Светлый фон

Такова правда. Во всех девяти мирах не видывал я подобного колдовства или учености.

Подославшие убийцу, кто б они ни были, наверняка теперь появятся. Человек ли, дух ли, тварь ли, божество ли, но только устроившего такое не остановить двумя кинжалами или двумя топориками. Тут в мысли мои вторглось имя Басу Фумангуру. Они его не только убили, но еще и очень хотели, чтоб оставался он мертвым. У меня появились вопросы, и ответы на них могла бы дать Бунши. Она оставила ребенка у врага Короля, только многие бросали вызов Королю в роскошных залах, и в предупреждениях, и в документах – и никого за это не убили. А если этот ребенок был обречен на смерть, почему не убили его раньше? Я ничего не слышал такого, что подтолкнуло бы кого-то избавиться от Фумангуру, причем куда раньше – уж точно бы не Короля.

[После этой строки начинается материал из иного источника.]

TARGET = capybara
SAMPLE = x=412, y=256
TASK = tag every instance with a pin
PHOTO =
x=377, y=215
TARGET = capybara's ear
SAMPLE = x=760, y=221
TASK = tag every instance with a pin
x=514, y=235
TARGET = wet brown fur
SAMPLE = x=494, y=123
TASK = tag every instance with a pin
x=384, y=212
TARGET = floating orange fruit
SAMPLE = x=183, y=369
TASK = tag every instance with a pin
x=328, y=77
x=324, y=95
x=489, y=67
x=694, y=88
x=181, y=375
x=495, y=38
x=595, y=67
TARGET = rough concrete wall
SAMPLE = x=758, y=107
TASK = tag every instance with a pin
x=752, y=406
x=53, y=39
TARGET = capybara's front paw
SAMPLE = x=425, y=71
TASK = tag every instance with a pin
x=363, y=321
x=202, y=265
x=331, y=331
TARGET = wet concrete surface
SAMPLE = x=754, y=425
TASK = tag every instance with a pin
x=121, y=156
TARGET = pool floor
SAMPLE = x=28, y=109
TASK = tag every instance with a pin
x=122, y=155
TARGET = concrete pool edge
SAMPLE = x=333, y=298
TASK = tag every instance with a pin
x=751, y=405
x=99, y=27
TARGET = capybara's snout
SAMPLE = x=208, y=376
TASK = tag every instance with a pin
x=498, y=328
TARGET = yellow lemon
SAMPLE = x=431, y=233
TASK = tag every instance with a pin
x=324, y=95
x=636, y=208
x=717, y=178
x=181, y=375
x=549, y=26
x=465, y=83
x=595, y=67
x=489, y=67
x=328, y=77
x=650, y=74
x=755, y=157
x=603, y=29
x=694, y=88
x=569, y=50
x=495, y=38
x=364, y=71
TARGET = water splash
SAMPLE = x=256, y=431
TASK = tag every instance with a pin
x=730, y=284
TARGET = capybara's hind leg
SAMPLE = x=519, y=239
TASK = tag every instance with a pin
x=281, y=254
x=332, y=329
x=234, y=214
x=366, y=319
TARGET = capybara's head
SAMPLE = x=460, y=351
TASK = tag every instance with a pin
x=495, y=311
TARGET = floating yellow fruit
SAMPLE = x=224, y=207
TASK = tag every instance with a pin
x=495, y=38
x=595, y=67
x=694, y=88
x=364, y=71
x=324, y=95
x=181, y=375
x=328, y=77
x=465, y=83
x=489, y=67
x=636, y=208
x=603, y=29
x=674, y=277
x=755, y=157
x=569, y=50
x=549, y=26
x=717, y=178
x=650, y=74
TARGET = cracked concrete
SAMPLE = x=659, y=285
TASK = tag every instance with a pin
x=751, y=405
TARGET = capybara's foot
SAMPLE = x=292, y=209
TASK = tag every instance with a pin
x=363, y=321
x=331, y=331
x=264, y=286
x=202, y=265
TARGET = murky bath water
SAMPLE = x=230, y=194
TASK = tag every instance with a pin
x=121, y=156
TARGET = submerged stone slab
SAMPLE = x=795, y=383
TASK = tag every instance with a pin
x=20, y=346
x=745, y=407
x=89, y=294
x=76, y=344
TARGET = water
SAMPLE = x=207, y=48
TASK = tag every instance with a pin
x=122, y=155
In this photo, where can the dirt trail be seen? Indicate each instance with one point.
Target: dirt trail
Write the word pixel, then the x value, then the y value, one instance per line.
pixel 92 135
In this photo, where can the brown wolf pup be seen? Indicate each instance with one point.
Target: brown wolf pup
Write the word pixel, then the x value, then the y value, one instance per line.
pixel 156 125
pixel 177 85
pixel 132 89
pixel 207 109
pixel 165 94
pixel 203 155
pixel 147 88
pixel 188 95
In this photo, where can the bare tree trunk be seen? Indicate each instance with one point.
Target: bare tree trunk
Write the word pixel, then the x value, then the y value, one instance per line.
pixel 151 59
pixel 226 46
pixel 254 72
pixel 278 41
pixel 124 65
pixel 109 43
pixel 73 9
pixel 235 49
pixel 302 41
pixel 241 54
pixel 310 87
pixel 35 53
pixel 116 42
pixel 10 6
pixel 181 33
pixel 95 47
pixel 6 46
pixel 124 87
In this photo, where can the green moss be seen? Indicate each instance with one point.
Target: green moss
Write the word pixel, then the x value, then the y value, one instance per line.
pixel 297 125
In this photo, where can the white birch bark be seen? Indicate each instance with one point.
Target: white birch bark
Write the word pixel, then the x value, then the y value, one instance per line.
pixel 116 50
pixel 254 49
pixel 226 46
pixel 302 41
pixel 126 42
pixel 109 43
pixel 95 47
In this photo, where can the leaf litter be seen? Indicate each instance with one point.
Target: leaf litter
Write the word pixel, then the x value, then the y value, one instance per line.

Как человек он был не более чем ссадина на внутренней стороне бедра. Потом дала о себе знать мысль, какую ты, понимая, что она в тебе утвердится, все ж отверг, потому как никому не захочется в такой мысли утверждаться. Эта Бунши сказала, что омолузу явились убить Фумангуру и что она спасла ребенка якобы по его предсмертному желанию. Но ребенок-то не был его! Кто-то велел Экоййе сразу же уведомить, как только кто-либо явится с расспросами о Фумангуру, потому что кто-то знал: однажды человек с расспросами явится. Кто-то все время поджидал его, меня или кого-то вроде меня. Охотились не за Фумангуру.

Охота шла за ребенком.

Двенадцать

За окном развевался флаг с черным ястребом. Мое возвращение в Конгор никого не побеспокоило, мою прогулку еще до восхода солнца никто не заметил, так что я вышел на улицу.

Флаг развевался в двухстах, может, в трехстах шагах на вершине башни в центре квартала Ньембе, полотнище нещадно хлопало, будто ветер вымещал на нем свою ярость. Черный ястреб. Семикрылы. Никак не мог решить, не слишком ли еще рано, чтоб мыслями разбрасываться, или приструнить их. Вылез из постели, к окну: солнце укрылось за тучами, тяжелыми от скорого дождя. Сезон почти настал. В общем, я вышел на улицу.

Во дворе, объедая пробившиеся из земли хилые кустики, стоял Буффало. Самец, темно-бурый, тело раза в полтора длиннее меня, если б я плашмя на земле растянулся, рога его уже сплавились в громадную корону, потом книзу выгнулись, а потом вверх загнулись, вроде знатной прически получалось.

Вот только видывал я, как такой бык убил трех охотников и льва надвое порвал. Что до охотников, то один из них попал стрелой быку в зад. Буффало убежал в чащу буша, а охотники крыли друг друга на чем свет стоит, что дали ему уйти. Но потом бык, сделав круг, вернулся и напал на них сзади, взял первого на рога, перебросил за спину, ударом копыта снес второму башку и топтал третьего, пока от того на земле одно мокрое место осталось. Так что я держался подальше от этого Буффало, далеко стороной обходя его по пути к арке. Буффало поднял голову и пошел прямо мне наперерез. Тут я опять вспомнил, что мне нужны новые топорики, хотя вряд ли топорик или нож помог бы одолеть быка. Запаха мочи я не чуял, я не заходил на его территорию. Буффало не фырчал, не рыл землю копытами, а пристально оглядывал меня от ног до шеи, потом опять вниз, потом опять вверх, потом вниз, потом вверх, что понемногу стало меня раздражать. Смеяться буффало не умеют, но, готов богами поклясться, этот смеялся. Потом он покачал головой. Не просто кивнул, а резко махнул влево, затем вправо, потом опять справа налево.